As mentioned earlier, there is the
HiveHFileOutputFormat
. Resolving
HIVE-4627 should make Hive a straight-forward way to generate
HFiles for bulk loading. Once you’ve created the HFiles using Hive, there’s
still the last step of running the
LoadIncrementalHFiles
utility to copy and register
them in the regions. For this, the HiveStorageHandler
interface will need some kind of hook to influence the query plan as it’s
created, allowing it to append steps. Once in place, it should be possible to
SET
a runtime flag, switching an INSERT
operation to use bulkload.
HBase recently introduced the table snapshot feature. This allows a user to create a persisted point-in-time view of a table, persisted to HDFS. HBase is able to restore a table from a snapshot to a previous state, and to create an entirely new table from an existing snapshot. Hive does not currently support reading from an HBase snapshot. For that matter, HBase doesn’t yet support MapReduce jobs over snapshots, though the feature is a work in progress (HBASE-8369).
Conclusions
The interface between HBase and Hive is young, but has nice potential. There’s a lot of low-hanging fruit that can be picked up to make things easier and faster. The most glaring issue barring real application development is the impedance mismatch between Hive’s typed, dense schema and HBase’s untyped, sparse schema. This is as much a cognitive problem as technical issue. Solutions here would allow a number of improvements to fall out, including much in the way of performance improvements. I’m hopeful that continuing work to add data types to HBase (HBASE-8089) can help bridge this gap.
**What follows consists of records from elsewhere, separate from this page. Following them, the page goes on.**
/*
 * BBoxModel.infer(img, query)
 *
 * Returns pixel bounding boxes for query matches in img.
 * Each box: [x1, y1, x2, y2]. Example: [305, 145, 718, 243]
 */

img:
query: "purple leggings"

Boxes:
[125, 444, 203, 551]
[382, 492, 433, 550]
Basic operations mostly work, at least in a rudimentary way. You can read data out of and write data back into HBase using Hive. Configuring the environment is an opaque and manual process, one which likely stymies novices from adopting the tools. There’s also the question of bulk operations – support for writing HFiles and reading HBase snapshots using Hive is entirely lacking at this point. And of course, there are bugs sprinkled throughout. The biggest recent improvement is the deprecation of HCatalog’s interface, removing the necessary upfront decision regarding which interface to use.
Hive provides a very usable SQL interface on top of HBase, one which integrates easily into many existing ETL workflows. That interface requires simplifying some of the BigTable semantics HBase provides, but the result will be to open up HBase to a much broader audience of users. The Hive interop compliments extremely well the experience provided by Phoenix. Hive has the benefit of not requiring the deployment complexities currently required by that system. Hopefully the common definition of types will allow a complimentary future.